Township in Ohio, US

Goshen Township is one of the twenty-two townships of Tuscarawas County, Ohio, United States. The 2020 census found 5,081 people in the township.

==Geography==
Located in the east central part of the county, it borders the following townships:
- Fairfield Township - north
- Warren Township - northeast
- Union Township - east
- Mill Township - southeast
- Warwick Township - south
- York Township - southwest
- Dover Township - northwest

Several municipalities are located in Goshen Township:
- The city of New Philadelphia, the county seat of Tuscarawas County, in the center and northwest
- Part of the village of Barnhill, in the southeast
- Part of the village of Midvale, in the southeast
- Part of the village of Roswell, in the east

==Name and history==
Goshen Township is named after the Land of Goshen, whose name was meant to imply fertility of the soil. It is one of seven Goshen Townships statewide. The township was established in 1808.

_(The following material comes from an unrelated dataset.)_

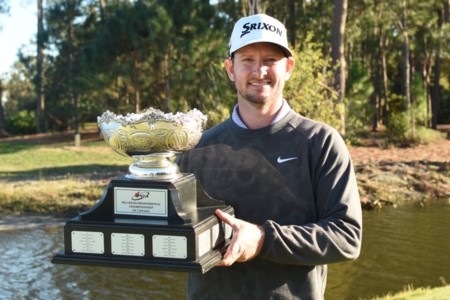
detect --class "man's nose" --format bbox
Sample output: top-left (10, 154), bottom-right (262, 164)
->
top-left (253, 61), bottom-right (269, 78)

Within the township's boundaries is the old village of Goshen which was one of the settlements of the Christian Munsee.

==Government==
The township is governed by a three-member board of trustees, who are elected in November of odd-numbered years to a four-year term beginning on the following January 1. Two are elected in the year after the presidential election and one is elected in the year before it. There is also an elected township fiscal officer, who serves a four-year term beginning on April 1 of the year after the election, which is held in November of the year before the presidential election. Vacancies in the fiscal officership or on the board of trustees are filled by the remaining trustees. The current trustees are Bob Hausermann, Lisa Allen, and Dan Hodges, and the fiscal officer is Laura Engled.